I think that's wrong. I scanned Olaf with the Amiibo-Card and 2 weeks later he pinged to move out. So it's possible.


----------



## Lululand (Apr 25, 2017)

Mr.Fox said:


> I hate rubbing salt in wounds, but I have to point this out as I've just seen multiple reddit/ign/gamefaq posts about Amiibo villagers definitely not moving out...or requiring an all Amiibo town to ping...it's not true.
> 
> YES-Amiibo villagers ping to move.
> NO-you don't need a town full of Amiibo villagers to get them to move.
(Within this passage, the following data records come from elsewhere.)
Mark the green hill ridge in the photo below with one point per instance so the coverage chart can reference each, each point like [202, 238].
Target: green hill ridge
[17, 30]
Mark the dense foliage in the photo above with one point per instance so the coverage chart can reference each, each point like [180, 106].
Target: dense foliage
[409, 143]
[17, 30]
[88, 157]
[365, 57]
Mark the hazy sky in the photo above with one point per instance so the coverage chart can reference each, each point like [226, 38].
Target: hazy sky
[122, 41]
I hate to bring this up again, but one of the reasons I keep insisting on bringing up my story is to warn people of the fact that NOPE, this is no myth, it was definitely impossible for me and others to get amiibo villagers to move out. 

As I've already said, I can pretty much guarantee it wasn't just bad luck, but a game mechanic that operated with the specific intent of locking those villagers in. I know I'm basically just repeating myself, but. 100+ tries. 
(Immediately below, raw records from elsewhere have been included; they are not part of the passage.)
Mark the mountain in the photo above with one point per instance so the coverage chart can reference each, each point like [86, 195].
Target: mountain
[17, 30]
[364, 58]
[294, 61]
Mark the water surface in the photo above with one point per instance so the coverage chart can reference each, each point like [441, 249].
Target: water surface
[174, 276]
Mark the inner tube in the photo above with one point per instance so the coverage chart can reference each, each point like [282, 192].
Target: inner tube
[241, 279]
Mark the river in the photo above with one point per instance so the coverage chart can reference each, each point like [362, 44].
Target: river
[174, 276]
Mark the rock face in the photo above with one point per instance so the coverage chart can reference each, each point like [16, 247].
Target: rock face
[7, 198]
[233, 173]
MORE THAN ONE HUNDRED TRIES. 

So yeah... I'd appreciate it if people who were unaffected by this could stop going around saying it's just a myth. It's not. It's a very real thing that many have experienced and that people who want to summon villagers via amiibo cards or figures SHOULD be warned about, especially since we don't understand what triggers it. 

Your theory about it being caused by time travel is actually pretty interesting, and definitely something worth investigating further if someone is willing to sacrifice one or more save files to prove it.....



Mr.Fox said:


> I'm sorry there's people having issues getting them to move, but don't go pollute various threads saying they DON'T move just because yours don't move.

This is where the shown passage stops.